WASHINGTON, USA — U.S. President Donald Trump on Monday, May 12, 2025, signed a sweeping executive order aimed at slashing the cost of prescription drugs, giving pharmaceutical companies 30 days to voluntarily lower prices or face federally imposed pricing restrictions.
“The cost of prescription drugs must come down, or there will be consequences,” President Trump declared at a morning news conference.
“We’re going to equalise. We’re all going to pay the same. We’re going to pay what Europe pays.”
The executive order, one of the most forceful attempts yet by the administration to address soaring drug prices, directs the Department of Health and Human Services (HHS) to begin negotiations with drug manufacturers.
HHS Secretary Robert F. Kennedy Jr. will spearhead the talks, with a mandate to secure lower prices within a month.

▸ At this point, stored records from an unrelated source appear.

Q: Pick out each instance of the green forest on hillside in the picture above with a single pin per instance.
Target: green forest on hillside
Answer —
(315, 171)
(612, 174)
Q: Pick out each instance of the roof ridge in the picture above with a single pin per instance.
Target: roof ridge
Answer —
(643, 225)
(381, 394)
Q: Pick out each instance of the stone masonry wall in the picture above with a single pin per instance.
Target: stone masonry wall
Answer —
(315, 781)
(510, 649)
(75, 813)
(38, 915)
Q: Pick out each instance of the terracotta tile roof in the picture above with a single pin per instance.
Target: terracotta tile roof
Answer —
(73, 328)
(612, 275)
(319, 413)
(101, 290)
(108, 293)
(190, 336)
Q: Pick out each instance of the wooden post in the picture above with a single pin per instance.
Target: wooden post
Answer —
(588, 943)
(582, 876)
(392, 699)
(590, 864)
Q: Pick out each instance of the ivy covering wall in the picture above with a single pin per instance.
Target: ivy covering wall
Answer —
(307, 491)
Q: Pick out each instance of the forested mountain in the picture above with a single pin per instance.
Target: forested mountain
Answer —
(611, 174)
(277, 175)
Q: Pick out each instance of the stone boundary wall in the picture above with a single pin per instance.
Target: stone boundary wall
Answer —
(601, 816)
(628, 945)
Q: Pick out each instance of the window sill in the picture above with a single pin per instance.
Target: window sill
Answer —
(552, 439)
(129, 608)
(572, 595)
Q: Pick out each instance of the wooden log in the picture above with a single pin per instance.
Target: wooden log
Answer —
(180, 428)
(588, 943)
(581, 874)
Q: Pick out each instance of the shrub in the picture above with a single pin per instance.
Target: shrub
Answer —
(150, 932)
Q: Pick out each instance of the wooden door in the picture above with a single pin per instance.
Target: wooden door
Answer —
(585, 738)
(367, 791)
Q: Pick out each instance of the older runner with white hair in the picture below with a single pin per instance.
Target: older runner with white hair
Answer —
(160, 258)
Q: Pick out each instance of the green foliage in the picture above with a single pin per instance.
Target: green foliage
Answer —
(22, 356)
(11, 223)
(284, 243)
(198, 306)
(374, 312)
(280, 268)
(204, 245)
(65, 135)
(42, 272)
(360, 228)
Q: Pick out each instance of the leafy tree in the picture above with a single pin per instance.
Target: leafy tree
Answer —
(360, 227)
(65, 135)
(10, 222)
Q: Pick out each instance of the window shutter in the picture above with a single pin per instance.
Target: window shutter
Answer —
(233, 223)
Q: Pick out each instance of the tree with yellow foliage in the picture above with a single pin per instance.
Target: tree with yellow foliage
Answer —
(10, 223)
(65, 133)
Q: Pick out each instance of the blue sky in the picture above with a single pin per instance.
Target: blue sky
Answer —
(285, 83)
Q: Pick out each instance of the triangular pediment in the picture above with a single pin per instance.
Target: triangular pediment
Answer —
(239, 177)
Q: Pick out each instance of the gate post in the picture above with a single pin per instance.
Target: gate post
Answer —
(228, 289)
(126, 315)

Should the negotiations fail, Kennedy is instructed to draft a regulation that would tie U.S. drug prices to those paid by other countries, many of which benefit from government-imposed pricing caps and bulk negotiation frameworks.
The model, often referred to as “international reference pricing,” has long been resisted by the pharmaceutical industry.
While the order targets price reform, its immediate impact on Americans with private health insurance remains uncertain.
The federal government’s leverage is strongest within public health programmes such as Medicare and Medicaid, where it exercises significant control over procurement and reimbursement rates.
The timing of the announcement is notable, coming just hours after House Republicans introduced a plan to cut $880 billion from Medicaid, a proposal that has already sparked debate over the future of healthcare access and affordability.
Analysts say the juxtaposition of aggressive cost-cutting promises with deep Medicaid funding reductions may complicate the administration’s efforts to position the order as a comprehensive solution to the country’s healthcare cost crisis.
The pharmaceutical industry has not yet formally responded to the executive order, but lobbying groups have historically opposed efforts to link U.S. drug prices to international benchmarks, arguing it could stifle innovation and limit patient access to new treatments.